4.1 The DDS Economic Model: Third Royal Road
DDS rejects both extreme neoliberalism (which concentrates wealth in a few hands under the guise of efficiency) and centralized statism (which concentrates power in the state and stifles individual initiative). DDS proposes a third way based on:
- Regulated free enterprise: The market works and private initiative is welcome, but within rules that prevent monopolistic concentration, the externalization of social costs, and the capture of national rents by foreign interests.
- Collective ownership of strategic resources: Natural resources, water, strategic agricultural land and critical infrastructure are owned by the people of Chile through the PCNT mechanism.
- Automatic redistribution: Redistribution mechanisms are not discretionary or dependent on the political will of the moment: they are structural, automatic, and verifiable.
- Total market transparency: No business agreement, merger, or public concession can be conducted in secret.

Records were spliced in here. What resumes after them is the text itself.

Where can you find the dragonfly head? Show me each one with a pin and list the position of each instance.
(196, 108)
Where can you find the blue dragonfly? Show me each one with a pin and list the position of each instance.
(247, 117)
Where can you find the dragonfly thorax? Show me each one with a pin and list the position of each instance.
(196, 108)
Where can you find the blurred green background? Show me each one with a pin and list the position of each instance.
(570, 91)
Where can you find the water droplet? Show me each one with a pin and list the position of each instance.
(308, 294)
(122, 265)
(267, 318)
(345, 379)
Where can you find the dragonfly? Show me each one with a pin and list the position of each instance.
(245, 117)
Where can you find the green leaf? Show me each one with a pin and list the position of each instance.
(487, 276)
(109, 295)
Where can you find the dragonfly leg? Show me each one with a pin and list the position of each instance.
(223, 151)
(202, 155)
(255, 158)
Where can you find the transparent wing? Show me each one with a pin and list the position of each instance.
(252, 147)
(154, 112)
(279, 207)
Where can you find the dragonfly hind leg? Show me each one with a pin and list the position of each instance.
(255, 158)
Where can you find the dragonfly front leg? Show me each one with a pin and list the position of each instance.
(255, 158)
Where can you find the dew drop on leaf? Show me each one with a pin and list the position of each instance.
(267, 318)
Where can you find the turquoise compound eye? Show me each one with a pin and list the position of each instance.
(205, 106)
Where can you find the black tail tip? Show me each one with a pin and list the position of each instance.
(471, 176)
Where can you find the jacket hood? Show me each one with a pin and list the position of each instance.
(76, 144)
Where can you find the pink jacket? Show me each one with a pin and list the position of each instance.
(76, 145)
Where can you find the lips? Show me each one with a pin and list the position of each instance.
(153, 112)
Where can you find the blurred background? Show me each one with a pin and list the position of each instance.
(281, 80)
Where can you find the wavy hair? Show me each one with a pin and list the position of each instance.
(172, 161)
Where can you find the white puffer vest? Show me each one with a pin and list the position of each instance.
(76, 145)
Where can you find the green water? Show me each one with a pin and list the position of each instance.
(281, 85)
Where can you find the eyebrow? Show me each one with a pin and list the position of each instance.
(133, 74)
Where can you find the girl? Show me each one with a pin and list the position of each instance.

Everything is public, audited, and approved by citizens through the DDS platform.
4.2 Reform of the Production System
4.2.1 Industrialization of Copper and Lithium
Chile primarily exports unprocessed raw materials, losing the enormous added value that could be generated through industrial processing within the country. DDS proposes a progressive structural transformation:
- Phase 1 (years 1-3): Creation of the National Mining Industrialization Agency (ANIM), with financing guaranteed by the surplus of mining revenue. Design of the industrialization master plan in collaboration with Chilean universities and international specialists.
- Phase 2 (years 4-7): Construction of the first lithium processing plants in the Atacama and Antofagasta regions, generating highly skilled jobs. Manufacturing of battery cells in Chile instead of exporting raw lithium.
- Phase 3 (years 8-15): Chile positions itself as a producer of batteries, electronic components, and inputs for the global energy transition. The value of exports increases 4-6 times compared to raw material exports.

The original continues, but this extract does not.